Custody means the period during which a Product is in the possession of a Party or its designated agents, including but not limited to freight forwarders or third-party logistics providers.
Customer means the legal entity that has entered into a Customer Agreement with Arviem.
Customer Agreement shall have the meaning described in Section 2 of these General Terms and Conditions.
Deployment Plan refers to a mutually agreed plan outlining milestones, routes, monitored shipments, and any other activities such as marketing, certification, or workshops.
GTC means these General Terms and Conditions governing the provision of Services by Arviem.
Parties collectively refer to Arviem and the Customer.
Personal Data means any information relating to an identified or identifiable natural person, in accordance with applicable data protection laws such as the EU GDPR, and excludes operational data not linked to such a person.
Price means all rates and charges for the Services as specified in the applicable Customer Agreement.
Product means any Arviem-provided IoT device, hardware, or label equipped with sensing functionality for monitoring cargo conditions or location.
Platform means Arviem’s digital dashboard used for shipment monitoring, data access, and analytics.
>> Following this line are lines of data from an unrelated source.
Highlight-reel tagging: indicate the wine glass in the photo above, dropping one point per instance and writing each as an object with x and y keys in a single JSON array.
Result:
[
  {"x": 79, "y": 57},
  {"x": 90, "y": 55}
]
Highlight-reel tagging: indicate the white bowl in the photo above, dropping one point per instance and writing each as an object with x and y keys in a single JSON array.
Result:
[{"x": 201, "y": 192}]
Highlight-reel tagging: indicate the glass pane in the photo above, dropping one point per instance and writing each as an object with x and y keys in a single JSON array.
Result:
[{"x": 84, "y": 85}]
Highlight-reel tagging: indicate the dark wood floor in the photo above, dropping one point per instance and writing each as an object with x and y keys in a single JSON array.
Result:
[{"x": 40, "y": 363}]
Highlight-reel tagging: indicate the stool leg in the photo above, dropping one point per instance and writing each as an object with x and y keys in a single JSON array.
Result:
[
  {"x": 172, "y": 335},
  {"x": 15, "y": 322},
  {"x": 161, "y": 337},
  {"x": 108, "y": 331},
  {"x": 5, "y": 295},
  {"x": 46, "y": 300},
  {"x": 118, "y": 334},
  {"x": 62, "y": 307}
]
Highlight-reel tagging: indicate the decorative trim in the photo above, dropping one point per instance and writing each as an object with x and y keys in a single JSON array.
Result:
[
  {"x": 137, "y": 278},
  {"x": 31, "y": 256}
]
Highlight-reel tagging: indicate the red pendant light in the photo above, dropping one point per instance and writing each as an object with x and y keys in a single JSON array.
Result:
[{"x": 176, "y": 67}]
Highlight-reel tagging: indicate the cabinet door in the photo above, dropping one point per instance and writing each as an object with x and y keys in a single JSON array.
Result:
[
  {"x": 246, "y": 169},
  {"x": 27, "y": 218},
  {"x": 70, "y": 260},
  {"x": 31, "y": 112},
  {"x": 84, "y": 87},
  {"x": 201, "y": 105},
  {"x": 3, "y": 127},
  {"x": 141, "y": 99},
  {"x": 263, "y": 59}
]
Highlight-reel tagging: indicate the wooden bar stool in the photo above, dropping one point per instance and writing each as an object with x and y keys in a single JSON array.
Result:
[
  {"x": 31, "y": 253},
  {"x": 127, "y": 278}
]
Rates and Charges mean the amounts payable by the Customer for the Services provided under the Customer Agreement.
Services means the suite of cargo monitoring and related services offered by Arviem, as described in the applicable Customer Agreement.
Terms refers to these General Terms and Conditions, including all amendments and updates.
User means an individual authorized by the Customer to access and use the Platform on its behalf.
2. General
2.1 These GTC govern all Services provided by Arviem to the Customer pursuant to the Customer Agreement. Together, the Customer Agreement and these GTC constitute the complete and exclusive understanding between the Parties regarding such Services. These GTC may be amended from time to time by Arviem’s at its sole discretion. Whenever these GTC are amended, the version in effect as of the date of the Customer Agreement shall prevail. In the event of any inconsistency between the Customer Agreement and these GTC, the provisions of the Customer Agreement shall prevail.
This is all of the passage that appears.